- Born: 1952/1953 Vietnam
- Died: August 16, 1991 (aged 38) Toronto, Ontario, Canada
- Cause of death: Gunshot wound (homicide)

= Asau Tran =

Asau "Johnny" Tran (1952/1953 – August 16, 1991) was the former ring-leader of a large Vietnamese mob in Toronto during the 1980s, until his death in 1991.

==Background==
Tran had immigrated to Canada in the early 1980s as a refugee from the Vietnam War, where he moved into the United States and settled in Los Angeles, only to be deported back to Canada. Under Canadian immigration law, Tran was not allowed to be sent back to Vietnam, where he could have faced the death penalty.

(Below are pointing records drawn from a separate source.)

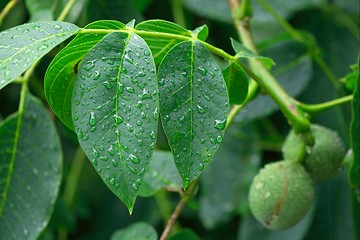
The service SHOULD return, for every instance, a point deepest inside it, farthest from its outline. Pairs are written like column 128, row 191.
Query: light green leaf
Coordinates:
column 243, row 52
column 237, row 83
column 194, row 106
column 136, row 231
column 115, row 111
column 30, row 171
column 160, row 46
column 354, row 171
column 183, row 234
column 162, row 173
column 23, row 45
column 237, row 161
column 61, row 73
column 40, row 10
column 202, row 32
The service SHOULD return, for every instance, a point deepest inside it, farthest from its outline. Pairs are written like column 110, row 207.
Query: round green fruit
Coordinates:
column 281, row 194
column 324, row 159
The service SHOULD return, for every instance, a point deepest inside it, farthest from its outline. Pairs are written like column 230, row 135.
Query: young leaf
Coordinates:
column 237, row 83
column 23, row 45
column 243, row 52
column 194, row 106
column 30, row 172
column 115, row 111
column 136, row 231
column 162, row 173
column 160, row 46
column 61, row 73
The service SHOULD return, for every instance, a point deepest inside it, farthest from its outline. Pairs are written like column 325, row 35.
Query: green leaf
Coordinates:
column 160, row 46
column 354, row 171
column 23, row 45
column 61, row 73
column 243, row 52
column 40, row 10
column 236, row 82
column 115, row 111
column 136, row 231
column 193, row 106
column 30, row 171
column 162, row 173
column 187, row 234
column 239, row 157
column 201, row 32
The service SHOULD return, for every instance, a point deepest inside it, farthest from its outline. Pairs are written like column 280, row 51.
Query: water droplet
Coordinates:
column 111, row 150
column 95, row 153
column 200, row 109
column 134, row 158
column 130, row 128
column 118, row 119
column 220, row 124
column 94, row 161
column 92, row 120
column 130, row 89
column 202, row 70
column 142, row 171
column 112, row 181
column 58, row 27
column 107, row 85
column 42, row 47
column 153, row 135
column 114, row 163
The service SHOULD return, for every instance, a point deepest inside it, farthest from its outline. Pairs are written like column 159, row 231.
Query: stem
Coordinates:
column 178, row 12
column 314, row 109
column 185, row 198
column 7, row 9
column 71, row 185
column 66, row 10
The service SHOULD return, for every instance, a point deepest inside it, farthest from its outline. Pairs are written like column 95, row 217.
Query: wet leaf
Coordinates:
column 194, row 106
column 136, row 231
column 237, row 162
column 115, row 111
column 160, row 46
column 61, row 73
column 162, row 173
column 23, row 45
column 30, row 172
column 236, row 82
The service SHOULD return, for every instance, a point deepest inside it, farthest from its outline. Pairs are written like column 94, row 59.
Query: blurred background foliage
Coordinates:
column 310, row 72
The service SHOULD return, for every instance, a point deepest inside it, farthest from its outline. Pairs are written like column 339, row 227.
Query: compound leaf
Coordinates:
column 115, row 111
column 160, row 46
column 23, row 45
column 193, row 106
column 30, row 171
column 61, row 73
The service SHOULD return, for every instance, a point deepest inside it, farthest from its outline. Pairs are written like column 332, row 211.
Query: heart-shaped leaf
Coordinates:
column 194, row 106
column 61, row 73
column 30, row 172
column 115, row 111
column 23, row 45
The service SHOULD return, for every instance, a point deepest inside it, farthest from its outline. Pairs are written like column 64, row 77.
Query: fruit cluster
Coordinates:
column 282, row 192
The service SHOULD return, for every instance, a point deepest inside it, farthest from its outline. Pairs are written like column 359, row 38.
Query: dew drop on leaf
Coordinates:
column 220, row 124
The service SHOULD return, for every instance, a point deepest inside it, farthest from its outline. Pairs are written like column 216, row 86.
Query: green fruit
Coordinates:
column 281, row 194
column 324, row 159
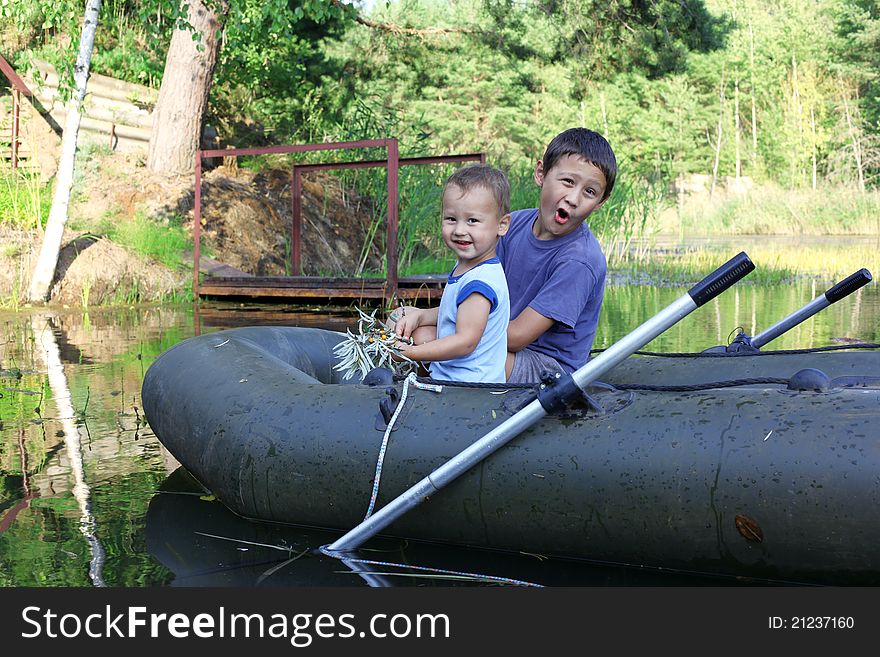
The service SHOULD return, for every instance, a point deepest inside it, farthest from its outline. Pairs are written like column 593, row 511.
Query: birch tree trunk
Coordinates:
column 738, row 167
column 718, row 136
column 752, row 90
column 44, row 271
column 186, row 84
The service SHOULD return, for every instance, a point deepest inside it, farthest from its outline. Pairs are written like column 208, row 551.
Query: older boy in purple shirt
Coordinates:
column 555, row 268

In Toronto, Tran was known to have had established a gang of more than one hundred people through active recruitment and the assimilation of members from existing gangs, where he was known for running protection rackets, extorting from Chinese entertainers in Toronto and for running a juvenile prostitution ring. In 1986, Tran and twenty-seven other gang members were hit with a total of eighty-eight charges by the Asian Crime Squad in Toronto.

==Death==
In 1991, Tran was shot more than thirty times in his face and knees in downtown Toronto on Dundas Street alongside his girlfriend outside a restaurant. Police believe that his murder was a result of unpaid gaming debts. One week prior to his death, during a television interview with reporter Isabel Bassett, Tran stated that he predicted he would be shot, since Vietnamese gang leaders rarely reach the age of forty. He was quoted having said, "These guys – one of these groups may not let me stay alive."